In a scathing order, U.S. District Judge Donovan Frank said a program that was designed to treat offenders for their sexual disorders had instead become punitive in nature, wrongly confining untold numbers of people behind razor wire who could be treated in less-restrictive community settings, such as halfway houses.
The ruling sets the stage for what could be a long and bruising battle between the courts and state officials over reforming a system that has been widely criticized for locking up too many sex offenders for too long.
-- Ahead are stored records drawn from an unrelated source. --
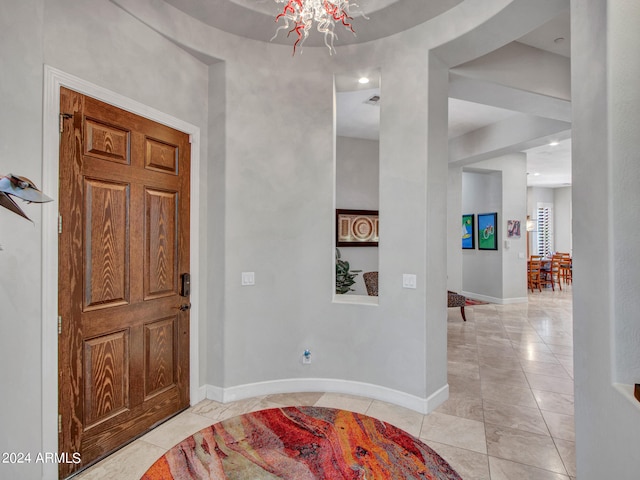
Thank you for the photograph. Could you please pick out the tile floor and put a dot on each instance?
(510, 408)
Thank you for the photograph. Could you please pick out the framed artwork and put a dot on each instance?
(356, 228)
(468, 226)
(487, 231)
(513, 228)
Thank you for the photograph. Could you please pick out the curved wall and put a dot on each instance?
(278, 208)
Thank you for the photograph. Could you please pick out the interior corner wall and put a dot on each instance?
(605, 174)
(212, 334)
(482, 269)
(454, 215)
(21, 78)
(497, 185)
(561, 200)
(357, 188)
(98, 42)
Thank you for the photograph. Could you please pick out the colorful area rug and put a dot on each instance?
(469, 302)
(301, 443)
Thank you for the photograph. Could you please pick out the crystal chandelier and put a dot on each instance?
(299, 15)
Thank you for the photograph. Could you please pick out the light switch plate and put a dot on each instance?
(408, 280)
(248, 278)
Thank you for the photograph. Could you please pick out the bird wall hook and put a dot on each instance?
(23, 188)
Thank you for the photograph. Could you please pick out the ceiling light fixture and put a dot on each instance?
(299, 16)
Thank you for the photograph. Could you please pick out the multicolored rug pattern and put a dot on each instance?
(301, 443)
(469, 302)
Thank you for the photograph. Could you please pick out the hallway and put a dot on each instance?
(509, 413)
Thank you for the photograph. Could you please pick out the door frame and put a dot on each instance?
(53, 80)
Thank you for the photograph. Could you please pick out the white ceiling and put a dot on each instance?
(547, 166)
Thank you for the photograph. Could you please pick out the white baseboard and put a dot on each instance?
(496, 300)
(328, 385)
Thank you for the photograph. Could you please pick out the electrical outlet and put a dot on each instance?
(306, 357)
(408, 280)
(248, 278)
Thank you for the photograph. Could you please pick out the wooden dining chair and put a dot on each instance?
(534, 274)
(553, 274)
(566, 268)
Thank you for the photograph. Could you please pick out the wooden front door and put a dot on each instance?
(123, 247)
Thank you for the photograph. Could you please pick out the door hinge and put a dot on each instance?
(61, 120)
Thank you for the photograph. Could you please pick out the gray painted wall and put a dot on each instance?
(482, 269)
(496, 185)
(605, 173)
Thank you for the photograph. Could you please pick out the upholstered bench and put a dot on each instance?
(456, 300)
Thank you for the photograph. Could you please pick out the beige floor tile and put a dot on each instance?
(544, 368)
(505, 470)
(129, 463)
(177, 429)
(506, 375)
(464, 385)
(524, 447)
(561, 426)
(554, 402)
(508, 394)
(463, 405)
(464, 369)
(515, 416)
(454, 431)
(548, 383)
(567, 452)
(469, 465)
(209, 409)
(510, 378)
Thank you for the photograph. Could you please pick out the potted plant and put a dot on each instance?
(344, 276)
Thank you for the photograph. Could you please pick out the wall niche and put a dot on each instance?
(357, 110)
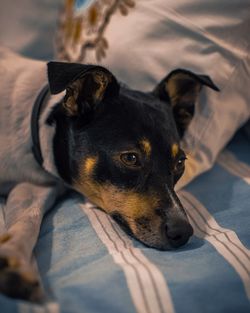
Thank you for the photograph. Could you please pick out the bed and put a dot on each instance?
(88, 264)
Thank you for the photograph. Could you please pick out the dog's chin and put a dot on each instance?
(159, 245)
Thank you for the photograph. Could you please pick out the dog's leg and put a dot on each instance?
(23, 213)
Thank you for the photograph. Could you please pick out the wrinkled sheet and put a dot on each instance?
(88, 264)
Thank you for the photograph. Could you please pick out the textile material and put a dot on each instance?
(154, 37)
(88, 264)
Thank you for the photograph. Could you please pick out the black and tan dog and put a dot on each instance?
(115, 145)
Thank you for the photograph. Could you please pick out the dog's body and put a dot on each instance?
(117, 146)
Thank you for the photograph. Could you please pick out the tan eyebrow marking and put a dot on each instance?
(174, 150)
(146, 146)
(90, 164)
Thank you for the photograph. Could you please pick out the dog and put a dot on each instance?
(117, 146)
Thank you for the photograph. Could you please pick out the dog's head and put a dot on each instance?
(120, 147)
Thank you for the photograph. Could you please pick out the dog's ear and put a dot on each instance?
(181, 89)
(85, 85)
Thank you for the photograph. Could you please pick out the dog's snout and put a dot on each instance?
(178, 232)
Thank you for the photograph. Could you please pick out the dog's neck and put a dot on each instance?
(47, 133)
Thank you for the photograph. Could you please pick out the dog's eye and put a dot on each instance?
(180, 163)
(130, 159)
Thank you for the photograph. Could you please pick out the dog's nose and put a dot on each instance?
(178, 232)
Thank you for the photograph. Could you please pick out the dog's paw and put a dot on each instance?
(18, 283)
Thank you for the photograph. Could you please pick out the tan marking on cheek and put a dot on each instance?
(146, 146)
(174, 150)
(5, 237)
(129, 203)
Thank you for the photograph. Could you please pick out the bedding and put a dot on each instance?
(88, 264)
(142, 41)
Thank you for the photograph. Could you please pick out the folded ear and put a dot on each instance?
(181, 88)
(85, 85)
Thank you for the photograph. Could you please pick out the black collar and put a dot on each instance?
(40, 100)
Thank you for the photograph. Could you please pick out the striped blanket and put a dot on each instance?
(89, 265)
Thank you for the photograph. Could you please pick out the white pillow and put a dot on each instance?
(155, 37)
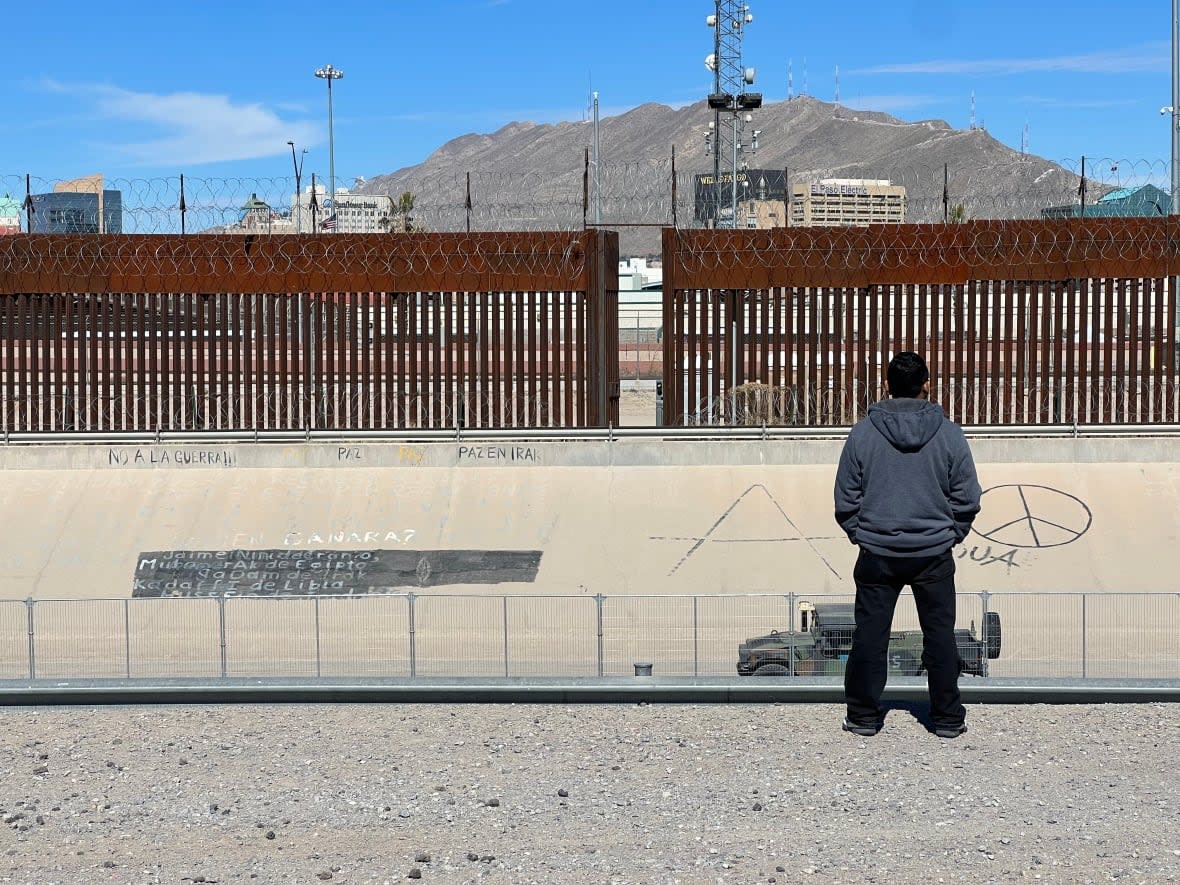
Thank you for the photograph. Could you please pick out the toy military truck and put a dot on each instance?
(821, 646)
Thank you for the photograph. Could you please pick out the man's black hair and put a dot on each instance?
(906, 374)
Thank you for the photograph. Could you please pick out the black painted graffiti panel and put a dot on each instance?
(323, 572)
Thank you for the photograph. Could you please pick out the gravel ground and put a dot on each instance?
(520, 793)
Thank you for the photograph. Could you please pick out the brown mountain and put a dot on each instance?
(530, 177)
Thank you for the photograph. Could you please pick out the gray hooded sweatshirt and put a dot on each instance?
(906, 483)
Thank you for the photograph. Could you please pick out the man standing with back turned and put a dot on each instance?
(905, 493)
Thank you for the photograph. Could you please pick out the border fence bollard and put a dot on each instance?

Frank called on legislators and the state's executive leadership to "fashion suitable remedies" in time for an Aug. 10 hearing in his courtroom.
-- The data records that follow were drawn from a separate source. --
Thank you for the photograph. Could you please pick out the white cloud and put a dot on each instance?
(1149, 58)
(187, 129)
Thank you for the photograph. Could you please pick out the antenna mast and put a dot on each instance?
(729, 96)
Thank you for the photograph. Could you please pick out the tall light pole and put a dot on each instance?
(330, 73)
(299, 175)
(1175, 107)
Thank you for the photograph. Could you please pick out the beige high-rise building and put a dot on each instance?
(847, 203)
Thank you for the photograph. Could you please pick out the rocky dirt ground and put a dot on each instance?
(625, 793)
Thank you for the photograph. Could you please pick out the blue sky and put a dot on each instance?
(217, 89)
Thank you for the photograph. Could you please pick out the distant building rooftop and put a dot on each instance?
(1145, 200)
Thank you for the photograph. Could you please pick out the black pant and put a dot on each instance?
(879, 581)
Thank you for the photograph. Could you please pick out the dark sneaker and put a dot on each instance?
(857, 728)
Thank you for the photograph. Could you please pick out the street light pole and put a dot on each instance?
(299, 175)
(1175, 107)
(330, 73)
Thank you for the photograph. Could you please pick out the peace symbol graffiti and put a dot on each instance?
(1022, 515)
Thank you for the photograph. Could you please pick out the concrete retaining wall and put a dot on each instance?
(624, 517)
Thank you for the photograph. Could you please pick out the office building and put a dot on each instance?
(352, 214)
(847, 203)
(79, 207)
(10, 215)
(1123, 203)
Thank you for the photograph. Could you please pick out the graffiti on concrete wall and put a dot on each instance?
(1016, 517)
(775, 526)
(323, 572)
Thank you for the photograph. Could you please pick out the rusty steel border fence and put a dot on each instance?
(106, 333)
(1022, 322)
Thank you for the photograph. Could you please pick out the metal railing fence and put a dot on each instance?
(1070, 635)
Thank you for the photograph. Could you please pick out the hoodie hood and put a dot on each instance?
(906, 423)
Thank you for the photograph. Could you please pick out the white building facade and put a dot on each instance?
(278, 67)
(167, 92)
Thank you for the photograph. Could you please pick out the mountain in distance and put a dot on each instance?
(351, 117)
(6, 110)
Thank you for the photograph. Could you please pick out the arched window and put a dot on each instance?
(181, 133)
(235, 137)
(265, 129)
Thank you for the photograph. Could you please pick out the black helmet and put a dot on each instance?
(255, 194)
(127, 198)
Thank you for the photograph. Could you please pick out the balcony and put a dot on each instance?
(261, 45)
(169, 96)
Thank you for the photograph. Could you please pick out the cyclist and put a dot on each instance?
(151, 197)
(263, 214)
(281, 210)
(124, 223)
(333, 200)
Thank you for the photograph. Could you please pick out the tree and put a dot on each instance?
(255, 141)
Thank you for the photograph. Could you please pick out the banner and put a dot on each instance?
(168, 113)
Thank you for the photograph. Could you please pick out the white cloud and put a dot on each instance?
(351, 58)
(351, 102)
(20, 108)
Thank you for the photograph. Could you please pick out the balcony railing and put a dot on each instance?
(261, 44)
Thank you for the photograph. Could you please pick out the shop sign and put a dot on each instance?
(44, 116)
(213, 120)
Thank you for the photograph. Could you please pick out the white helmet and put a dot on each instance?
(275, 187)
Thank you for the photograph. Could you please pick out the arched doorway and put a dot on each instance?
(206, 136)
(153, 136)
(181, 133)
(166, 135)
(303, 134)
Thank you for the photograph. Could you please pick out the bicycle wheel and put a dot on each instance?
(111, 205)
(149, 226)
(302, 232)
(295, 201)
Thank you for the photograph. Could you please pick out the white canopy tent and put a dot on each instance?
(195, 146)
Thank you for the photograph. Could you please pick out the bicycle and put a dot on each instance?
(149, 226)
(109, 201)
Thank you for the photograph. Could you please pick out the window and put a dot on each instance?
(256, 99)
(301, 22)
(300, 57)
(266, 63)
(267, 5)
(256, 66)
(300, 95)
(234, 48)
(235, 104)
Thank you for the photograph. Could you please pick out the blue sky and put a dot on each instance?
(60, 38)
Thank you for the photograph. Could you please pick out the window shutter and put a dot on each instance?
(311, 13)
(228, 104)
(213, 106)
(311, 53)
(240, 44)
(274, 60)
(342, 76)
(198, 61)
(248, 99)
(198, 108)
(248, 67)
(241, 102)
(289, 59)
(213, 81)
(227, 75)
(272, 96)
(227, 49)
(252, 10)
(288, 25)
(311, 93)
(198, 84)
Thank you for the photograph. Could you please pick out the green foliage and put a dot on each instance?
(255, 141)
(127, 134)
"The overwhelming evidence at trial established that Minnesota's civil commitment scheme is a punitive system that segregates and indefinitely detains a class of potentially dangerous individuals without [legal] safeguards," Frank wrote in his 76-page order.
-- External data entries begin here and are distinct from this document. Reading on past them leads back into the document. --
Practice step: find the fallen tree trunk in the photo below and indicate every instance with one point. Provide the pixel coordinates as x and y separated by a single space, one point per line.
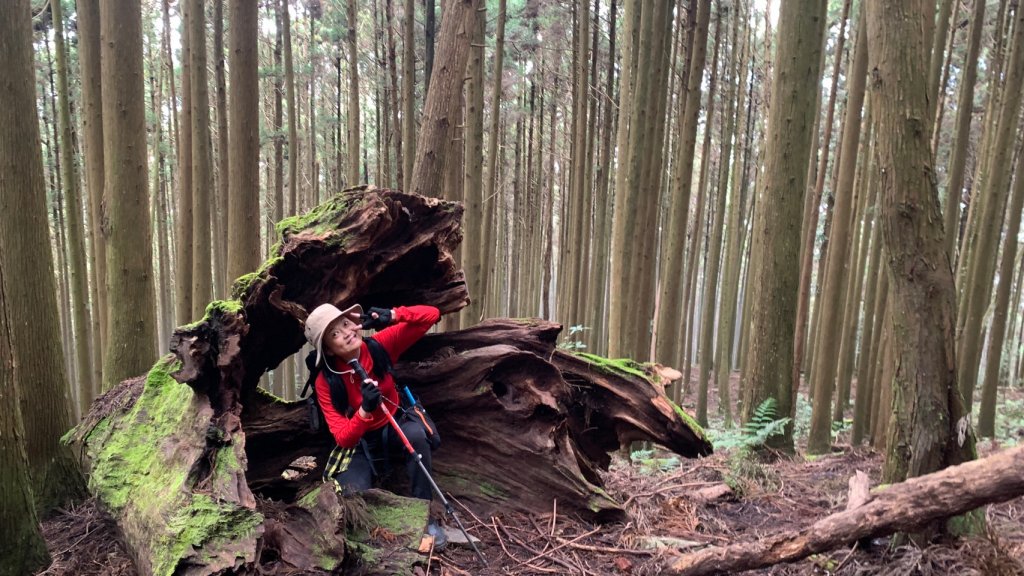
201 478
900 507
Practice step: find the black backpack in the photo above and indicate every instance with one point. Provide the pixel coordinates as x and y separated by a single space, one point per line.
411 407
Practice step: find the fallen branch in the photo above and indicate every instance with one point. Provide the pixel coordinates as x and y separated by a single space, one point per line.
901 507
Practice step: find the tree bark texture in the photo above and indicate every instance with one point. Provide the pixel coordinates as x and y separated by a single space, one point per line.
994 188
92 129
408 92
440 111
22 188
184 243
353 100
835 282
902 506
218 201
965 112
522 421
243 189
929 429
129 254
202 164
997 330
76 232
777 228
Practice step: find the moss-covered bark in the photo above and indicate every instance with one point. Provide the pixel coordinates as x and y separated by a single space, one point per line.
194 472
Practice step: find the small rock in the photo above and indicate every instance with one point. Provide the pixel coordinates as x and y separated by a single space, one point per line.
456 537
Gov. Mark Dayton defended the program Wednesday, but legal scholars said his administration will probably have to adopt a series of monumental reforms to satisfy the federal judge — or face an imposed solution. These reforms likely will require the state to prove why individual offenders are locked up after they have already served their prison terms, and it could result in supervised community release for many of the 700 men now confined at high-security treatment centers in Moose Lake and St. Peter.
"The judge has tremendous power here," said Eric Magnuson, a former chief justice of the Minnesota Supreme Court who in 2013 chaired a state task force that recommended reforms to the program. "[Judge Frank] can basically say, 'I don't care if it's going to cost a lot of money and I don't care if it's going to be difficult. I want you to give [offenders] all hearings and … prove that they need to be there."
Added Magnuson: "He wields a broad sword, not a scalpel."
The ruling follows a six-week trial last winter in which a class of sex offenders sued the state, alleging that the MSOP violated their constitutional right to due process.